Kanzlei Schrage

Service Lexikon

Wenn Sie am Arbeitsplatz unter Druck stehen, eine Kündigung oder Abmahnung erhalten haben, der Arbeitgeber die Lohnzahlung verweigert, müssen Sie Ihre Chancen abwägen. Dazu braucht es eine ruhige Analyse dessen, was Ihnen widerfahren ist. Das folgende Lexikon der Fachbegriffe des Arbeitsrechts soll Ihnen helfen, das Geschehene rechtlich richtig einzuordnen.

zurück - Service Übersicht

Urlaub

Der (gesetzliche) Mindesturlaub ist im Bundesurlaubsgesetz (BUrlG) geregelt:

Er umfasst 4 Wochen in der 5-Tage-Woche und 24 Tage, das heißt einschließlich der Samstage, wenn der/die Arbeitnehmer/in in der 6-Tage-Woche tätig ist. Eine Abgeltung von Urlaub ist grundsätzlich ausgeschlossen, wenn der Urlaub im fortbestehenden Arbeitsverhältnis noch genommen werden kann. Zulässig ist eine Abgeltung von Urlaub daher nur bei Beendigung des Arbeitsverhältnisses (vergleiche § 7 BUrlG).
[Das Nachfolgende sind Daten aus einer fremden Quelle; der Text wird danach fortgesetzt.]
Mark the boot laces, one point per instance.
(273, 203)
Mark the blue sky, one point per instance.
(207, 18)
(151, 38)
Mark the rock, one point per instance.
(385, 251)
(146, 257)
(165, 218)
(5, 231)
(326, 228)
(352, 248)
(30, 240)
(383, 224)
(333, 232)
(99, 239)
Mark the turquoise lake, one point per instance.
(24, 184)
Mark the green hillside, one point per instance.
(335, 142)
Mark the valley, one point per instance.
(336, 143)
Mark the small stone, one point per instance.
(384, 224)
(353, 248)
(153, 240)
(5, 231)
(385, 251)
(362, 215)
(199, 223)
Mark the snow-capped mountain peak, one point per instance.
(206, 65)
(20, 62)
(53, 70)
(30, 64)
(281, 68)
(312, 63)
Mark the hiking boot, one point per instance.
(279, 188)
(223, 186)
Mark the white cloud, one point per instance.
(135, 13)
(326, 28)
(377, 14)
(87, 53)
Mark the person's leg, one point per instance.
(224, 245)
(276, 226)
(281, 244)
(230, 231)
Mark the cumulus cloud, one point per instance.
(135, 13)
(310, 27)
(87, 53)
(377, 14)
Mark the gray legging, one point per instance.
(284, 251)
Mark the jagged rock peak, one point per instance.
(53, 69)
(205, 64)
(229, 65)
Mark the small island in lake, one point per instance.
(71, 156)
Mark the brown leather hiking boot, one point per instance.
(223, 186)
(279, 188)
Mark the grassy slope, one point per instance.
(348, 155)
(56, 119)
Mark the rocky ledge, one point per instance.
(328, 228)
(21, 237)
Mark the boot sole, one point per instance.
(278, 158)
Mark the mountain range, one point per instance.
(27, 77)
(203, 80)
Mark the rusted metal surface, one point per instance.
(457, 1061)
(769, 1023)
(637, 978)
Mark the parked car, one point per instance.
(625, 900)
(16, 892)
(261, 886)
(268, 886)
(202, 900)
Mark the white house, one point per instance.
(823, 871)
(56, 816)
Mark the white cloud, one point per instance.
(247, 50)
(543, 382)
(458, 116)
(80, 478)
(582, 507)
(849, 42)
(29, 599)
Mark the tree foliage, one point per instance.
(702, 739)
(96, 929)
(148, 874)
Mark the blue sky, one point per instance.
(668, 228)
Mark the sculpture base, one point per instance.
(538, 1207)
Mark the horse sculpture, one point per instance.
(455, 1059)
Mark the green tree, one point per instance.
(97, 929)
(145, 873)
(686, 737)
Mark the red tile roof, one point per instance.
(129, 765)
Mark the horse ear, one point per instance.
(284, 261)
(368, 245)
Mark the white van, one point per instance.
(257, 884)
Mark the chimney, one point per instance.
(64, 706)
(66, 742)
Urlaub ist grundsätzlich zu nehmen im Kalenderjahr seiner Entstehung. Die Übertragung von Urlaub in die Zeit bis zum 31.03. des Folgejahres ist zulässig, wenn der Arbeitnehmer die Übertragung beantragt hat, der Arbeitgeber den Urlaub für diese Zeit aber nicht bewilligt hat. In dem Übertragungszeitraum bis zum 31.03. des Folgejahres muss dem Arbeitnehmer- wiederum auf dessen Antrag hin, in dem Urlaub für einen konkreten Zeitraum beantragt wird- der Urlaub bis zum 31.03. gewährt werden. Eine Urlaubsübertragung findet nicht statt, wenn der Arbeitnehmer den im Kalenderjahr noch offenen Resturlaub nicht beantragt.